We now have three large pots of syrup in the house for a final boil, after which it’ll be filtered again and bottled.
A few notes on the process so you can understand what you’re seeing in the pictures:
First off, you might notice the chimney is gone. When Jon started the fire this morning spouts of flame shot out of the chimney in what he deemed a scary and unsafe way. Down came the chimney.
We worked from right to left, so in the pans on the right the sap was clear, as it is in when it comes out of the trees. In the pans on the left it was more brown, maple-syrupy-colored. So we’d pour clear sap into a pan on the right, then transfer it towards the left as it boiled down. We’d feed the fire, strain off the foam, feed the fire, transfer some sap, feed the fire, pour in some new sap, and did I mention feed the fire?
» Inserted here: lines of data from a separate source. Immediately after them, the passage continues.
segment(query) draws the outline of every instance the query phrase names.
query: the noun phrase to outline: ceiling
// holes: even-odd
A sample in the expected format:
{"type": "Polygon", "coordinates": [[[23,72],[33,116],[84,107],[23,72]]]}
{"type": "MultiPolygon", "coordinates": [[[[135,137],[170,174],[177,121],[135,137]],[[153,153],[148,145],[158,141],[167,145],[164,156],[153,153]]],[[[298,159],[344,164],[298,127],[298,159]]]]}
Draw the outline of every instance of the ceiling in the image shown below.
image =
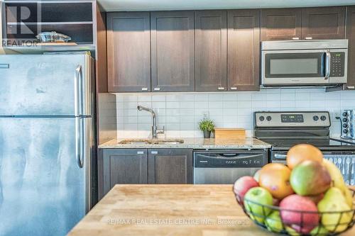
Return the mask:
{"type": "Polygon", "coordinates": [[[98,0],[107,11],[354,5],[355,0],[98,0]]]}

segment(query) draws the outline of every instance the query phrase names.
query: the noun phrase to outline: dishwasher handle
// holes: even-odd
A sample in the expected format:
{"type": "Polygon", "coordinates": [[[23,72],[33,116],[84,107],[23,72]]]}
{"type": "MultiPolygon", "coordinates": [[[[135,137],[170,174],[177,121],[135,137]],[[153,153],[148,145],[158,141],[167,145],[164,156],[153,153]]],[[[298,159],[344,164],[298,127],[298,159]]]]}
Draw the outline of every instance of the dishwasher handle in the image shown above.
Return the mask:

Once the sap was brown and had reduced drastically, we used flannel and a very fine strainer to filter it into large pots. You can see how dirty the flannel got. It went from white to gross very quickly, which was interesting because if you had looked at the syrup you wouldn’t have thought there was all that much to strain out of it.
More on that noxious smoke – It was blinding. Acrid. Our eyes are still burning.
Hard work. Good, hard work.
We’ve got six taps going.
Forty gallons of sap yields about one gallon of syrup. Based on what we’ve collected so far, we’re hoping for a total of about eighty gallons of sap. Snow and colder temperatures slowed things down today, but seeing those jugs fill up yesterday was a happy sign that spring is on its way.